Guest Column: Is William Charles special?

By Nichole Larison Sammon
Fox Ridge Subdivision resident

Winnebago County Board member Angie Goral (D-7) stated in the daily Oct. 12 regarding her voting for the special-use permit for William Charles’ proposed asphalt plant in its East State Street quarry that, “If it was in my back yard, I’d probably have an issue, too, but we have to take out the emotional part and really look at what the project involves.” From this statement, it appears Goral doesn’t want it in her back yard, but it is OK to be placed in yours.

In the same article, she stated, “Every time we bid a project, if that company has to go 20 miles to get asphalt or concrete, it’s costing taxpayers’ dollars.”

Goral’s taxpayer dollar argument doesn’t hold water. William Charles is looking to move one of their four asphalt plants from the upper middle of the county to the farthest east edge of Winnebago County. In fact, the quarry William Charles has chosen is split right in the middle by the Winnebago and Boone County lines. If, for example, a job was needed in downtown Rockford, the asphalt from Nimtz Quarry would be closer to the job than the East State Street quarry. If a job was needed on the far west side of Winnebago County, the asphalt from Nimtz Quarry would be miles closer than asphalt from the East State Street quarry. Goral’s statement refers to a 20-mile delivery. Since Winnebago County is only 21 miles wide, the only way the asphalt would travel 20 miles for a job in Winnebago County is if, in fact, it was moved to the East State Street quarry.

I am concerned about taxpayer dollars, Winnebago County tax dollars, and I would like the asphalt plant to stay in a location more strategic for delivery costs within Winnebago County, the Nimtz quarry. The only people who would benefit from the asphalt plant moving to the farthest point in Winnebago County would, in fact, be William Charles.

65XX Rock Valley Pkwy. — tax due $28.46

As far as tax dollars, William Charles or Winnebago County has found many creative ways to limit property taxes to Winnebago County. Let’s look at just a few properties, for example. In information obtained from the Rockford Township Property Search, found on the internet, William Charles purchased property in May 1997 located at 65XX (sic) Rock Valley Pkwy. for $1,626,748. That property, according to the Winnebago County Treasurer’s online records, Parcel No. 12-02-251-001 now has a Fair Market Value of $966 and the TOTAL TAX DUE on this property is $28.46 and the Land Use is “Commercial Preferential.”

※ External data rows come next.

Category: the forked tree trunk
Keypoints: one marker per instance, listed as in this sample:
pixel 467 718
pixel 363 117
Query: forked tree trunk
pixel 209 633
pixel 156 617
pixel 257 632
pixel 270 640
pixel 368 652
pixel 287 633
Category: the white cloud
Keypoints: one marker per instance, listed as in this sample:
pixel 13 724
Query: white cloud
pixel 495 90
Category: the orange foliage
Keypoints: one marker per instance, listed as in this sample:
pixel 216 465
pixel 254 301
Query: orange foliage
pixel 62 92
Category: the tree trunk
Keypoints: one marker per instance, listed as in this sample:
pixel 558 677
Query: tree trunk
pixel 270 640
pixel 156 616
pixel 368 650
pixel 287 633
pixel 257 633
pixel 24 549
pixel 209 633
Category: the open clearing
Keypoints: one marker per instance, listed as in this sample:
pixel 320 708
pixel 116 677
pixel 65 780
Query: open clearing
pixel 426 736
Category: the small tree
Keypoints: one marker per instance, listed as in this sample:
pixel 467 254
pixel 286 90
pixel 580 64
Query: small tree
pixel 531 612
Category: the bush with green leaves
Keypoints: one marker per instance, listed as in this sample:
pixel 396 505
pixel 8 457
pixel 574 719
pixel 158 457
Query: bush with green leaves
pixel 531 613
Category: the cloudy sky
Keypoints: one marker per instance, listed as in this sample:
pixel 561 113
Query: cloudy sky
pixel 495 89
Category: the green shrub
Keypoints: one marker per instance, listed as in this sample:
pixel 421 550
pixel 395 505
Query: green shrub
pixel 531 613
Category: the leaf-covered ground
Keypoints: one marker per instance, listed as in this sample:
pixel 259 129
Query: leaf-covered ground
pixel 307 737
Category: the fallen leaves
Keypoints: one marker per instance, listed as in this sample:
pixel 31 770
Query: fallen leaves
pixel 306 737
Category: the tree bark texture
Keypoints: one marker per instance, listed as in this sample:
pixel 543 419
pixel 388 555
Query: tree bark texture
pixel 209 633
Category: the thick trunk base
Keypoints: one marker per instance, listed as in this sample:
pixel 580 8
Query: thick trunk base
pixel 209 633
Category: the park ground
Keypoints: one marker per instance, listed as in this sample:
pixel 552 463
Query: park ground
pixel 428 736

5731 Charles St. — taxed single family

Another property located at 5731 Charles St. Parcel No. 12-33-401-001, Land Use “Improved Industrial” is being taxed as a “single family,” which just happens to have a gravel quarry and a monopole cell tower in the back yard. This aforementioned property just happens to be the Mulford/Harrison quarry, which is currently in litigation with the City of Rockford over the last special-use permit William Charles applied for.

5300 Nimtz Road — tax due $44,306.28

William Charles states that they are going to close the Nimtz Quarry located at 5300 Nimtz Road in Loves Park. The total tax bill for parcel Nos. 08-33-326-005 and 08-33-401-002 is $44,306.28.

East State Street Quarry — $17,739.76

The East State Street quarry, parcel nos. 12-24-276-001, 12-24-226-002, and 12-24-226-003, have a total tax bill of $17,739.76. Is this one of the real reasons they want to operate an asphalt plant at the East State Street quarry and close the one on Nimtz Road?

Our property values continue to depreciate, yet our property taxes stay inflated. As shown by many facts found in our public databases, there is no “benefit” to the taxpayers of Winnebago County for this asphalt plant to be placed in the East State Street quarry.

The effects on adjacent property

Even with the arguments that this will not benefit Winnebago County, the only thing that should be considered for a special-use permit, according to Winnebago County Ordinance, our laws, is the effect of such use on the adjacent property; the neighbors of the special use. Please read the ordinance yourself. Call your Winnebago County Board member and ask them to re-read the Zoning Ordinance for special-use permits. Ask them to understand it before they vote.

We are a country of laws. I am asking as a resident of this county, for the Winnebago County Board to follow those laws. If you support only this point, please come to the Oct. 27 Winnebago County Board meeting and show your support.